Cy7 DiC18（DiR）是一个亲脂性、近红外荧光花青染料。这个染料常用于标记细胞质膜。Cy7 DiC18（DiR）的两个 18-碳链插入到细胞膜，从而进行特定的、稳定的细胞染色，几乎不会发生细胞间的染料转移。 Cy7 DiC18（DiR）（近红外荧光）和其他细胞膜荧光染料如 DiI（橙色荧光），DiO（绿色荧光），DiD（红色荧光）配合使用，为多色成像和流式细胞分析提供了有效的工具。 Cy7 DiC18（DiR）染色后可进行多聚甲醛（不可使用甲醇等其他试剂）的固定，但不建议在染色后进行透化的过程。此外，在固定透化（室温下用0.1% TritonX-100透化）后，也可以很好地进行质膜染色。

使用方法（仅供参考）

 染色液制备 

（1）配制储液：储液用无水 DMSO 或无水 EtOH 配制，浓度 1~5 mM。  注：未使用的储液建议分装后储存在-20℃，避免反复冻融。 

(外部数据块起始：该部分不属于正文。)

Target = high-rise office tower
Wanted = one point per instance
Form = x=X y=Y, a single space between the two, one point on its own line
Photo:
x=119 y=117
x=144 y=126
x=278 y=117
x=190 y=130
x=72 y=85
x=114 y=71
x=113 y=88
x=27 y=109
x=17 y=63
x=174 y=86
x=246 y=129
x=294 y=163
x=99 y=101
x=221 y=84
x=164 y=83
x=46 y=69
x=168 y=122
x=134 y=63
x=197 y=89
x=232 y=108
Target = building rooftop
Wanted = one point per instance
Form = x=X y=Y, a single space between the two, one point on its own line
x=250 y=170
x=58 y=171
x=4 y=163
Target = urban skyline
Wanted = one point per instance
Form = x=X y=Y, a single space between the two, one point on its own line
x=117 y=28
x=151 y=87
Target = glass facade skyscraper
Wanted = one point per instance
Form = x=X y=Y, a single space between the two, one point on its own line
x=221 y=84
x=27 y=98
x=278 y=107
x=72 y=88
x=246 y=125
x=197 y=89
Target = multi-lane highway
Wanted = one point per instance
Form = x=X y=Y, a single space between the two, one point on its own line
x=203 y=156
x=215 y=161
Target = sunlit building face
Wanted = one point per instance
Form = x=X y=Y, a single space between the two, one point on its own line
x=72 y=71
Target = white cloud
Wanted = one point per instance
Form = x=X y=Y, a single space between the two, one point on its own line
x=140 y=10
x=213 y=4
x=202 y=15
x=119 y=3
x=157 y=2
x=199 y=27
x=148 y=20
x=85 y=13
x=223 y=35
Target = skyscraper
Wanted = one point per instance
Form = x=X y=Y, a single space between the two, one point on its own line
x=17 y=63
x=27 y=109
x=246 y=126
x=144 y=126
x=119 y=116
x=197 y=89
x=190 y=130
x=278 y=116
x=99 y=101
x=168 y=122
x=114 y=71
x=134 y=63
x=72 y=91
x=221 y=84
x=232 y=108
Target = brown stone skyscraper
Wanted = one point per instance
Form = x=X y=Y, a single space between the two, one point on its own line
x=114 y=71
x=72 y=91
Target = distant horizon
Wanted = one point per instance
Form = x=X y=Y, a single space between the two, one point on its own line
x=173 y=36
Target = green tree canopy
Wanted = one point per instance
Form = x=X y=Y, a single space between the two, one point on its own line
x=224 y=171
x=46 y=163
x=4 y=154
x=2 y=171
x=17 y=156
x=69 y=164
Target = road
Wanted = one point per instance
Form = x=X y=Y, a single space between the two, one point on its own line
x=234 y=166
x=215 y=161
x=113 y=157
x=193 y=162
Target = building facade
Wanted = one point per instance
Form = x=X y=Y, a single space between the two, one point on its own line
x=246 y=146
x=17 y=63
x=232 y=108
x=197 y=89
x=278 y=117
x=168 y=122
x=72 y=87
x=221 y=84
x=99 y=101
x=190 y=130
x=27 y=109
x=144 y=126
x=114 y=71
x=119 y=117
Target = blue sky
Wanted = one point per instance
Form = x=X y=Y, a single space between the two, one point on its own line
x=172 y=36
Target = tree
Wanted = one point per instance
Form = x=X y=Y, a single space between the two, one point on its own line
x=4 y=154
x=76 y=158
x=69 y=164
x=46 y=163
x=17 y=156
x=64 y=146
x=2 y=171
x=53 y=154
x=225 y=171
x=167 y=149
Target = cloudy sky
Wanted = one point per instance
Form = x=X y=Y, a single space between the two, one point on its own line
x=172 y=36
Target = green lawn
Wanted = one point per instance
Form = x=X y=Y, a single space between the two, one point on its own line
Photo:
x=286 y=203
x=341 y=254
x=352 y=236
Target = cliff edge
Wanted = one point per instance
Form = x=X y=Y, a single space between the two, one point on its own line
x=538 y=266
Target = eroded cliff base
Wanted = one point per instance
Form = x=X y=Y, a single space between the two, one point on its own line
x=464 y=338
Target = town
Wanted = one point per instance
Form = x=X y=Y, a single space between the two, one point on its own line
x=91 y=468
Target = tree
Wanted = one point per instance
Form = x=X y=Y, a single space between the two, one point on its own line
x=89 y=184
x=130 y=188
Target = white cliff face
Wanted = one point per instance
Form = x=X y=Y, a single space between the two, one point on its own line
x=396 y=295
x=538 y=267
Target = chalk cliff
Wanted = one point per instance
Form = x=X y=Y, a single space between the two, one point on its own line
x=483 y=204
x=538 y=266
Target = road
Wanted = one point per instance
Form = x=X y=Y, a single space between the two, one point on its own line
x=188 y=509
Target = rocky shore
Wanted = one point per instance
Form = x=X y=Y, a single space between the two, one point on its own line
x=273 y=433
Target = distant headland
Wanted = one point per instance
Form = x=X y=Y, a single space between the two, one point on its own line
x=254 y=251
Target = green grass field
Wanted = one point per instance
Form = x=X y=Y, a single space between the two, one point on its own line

（2）工作液制备：用合适的缓冲液（如：无血清培养基，HBSS 或 PBS）稀释储液，配制浓度为 1~5 μM 的工作液。 注：工作液最终浓度建议根据不同细胞系和实验体系来优化。建议从推荐浓度的 10 倍范围内开始最优浓度的摸索。 

悬浮细胞染色 

（1）加入适当体积的染色工作液重悬细胞，使其密度为 1×106/mL。 

（2）37℃孵育细胞 2~20 min，不同的细胞最佳培养时间不同。可以 20 min 作为起始孵育时间，之后优化体系以得到均一的 标记效果。 

（3）孵育结束，1000~1500 rpm 离心 5 min。倾倒上清液，再次缓慢加入 37℃预热的生长培养液重悬细胞。 

（4）重复步骤（3）两次以上。 

贴壁细胞染色 

（1）将贴壁细胞培养于无菌盖玻片上。 

（2）从培养基中移走盖玻片，吸走过量培养液，但要使表面保持湿润。 

（3）在盖玻片的一角加入 100 μL 的染料工作液，轻轻晃动使染料均匀覆盖所有细胞。 

（4）37℃孵育细胞 2~20 min，不同的细胞最佳培养时间不同。可以 20 min 作为起始孵育时间，之后优化体系以得到均一的 标记效果。 

（5）吸干染料工作液，用培养液洗盖玻片 2~3 次，每次用预温的培养基覆盖所有细胞，孵育 5~10 min，然后吸干培养基。 但要使表面保持湿润。

结果检测 

样品可在培养基中进行检测，可通过荧光显微镜成像或流式细胞仪分析。 

注意事项 

Cy7 DiC18（DiR）染色固定的细胞或组织样品时，通常使用配制在 PBS 中的 4%多聚甲醛进行固定，使用其它不适当的固定液会导致荧光背景较高。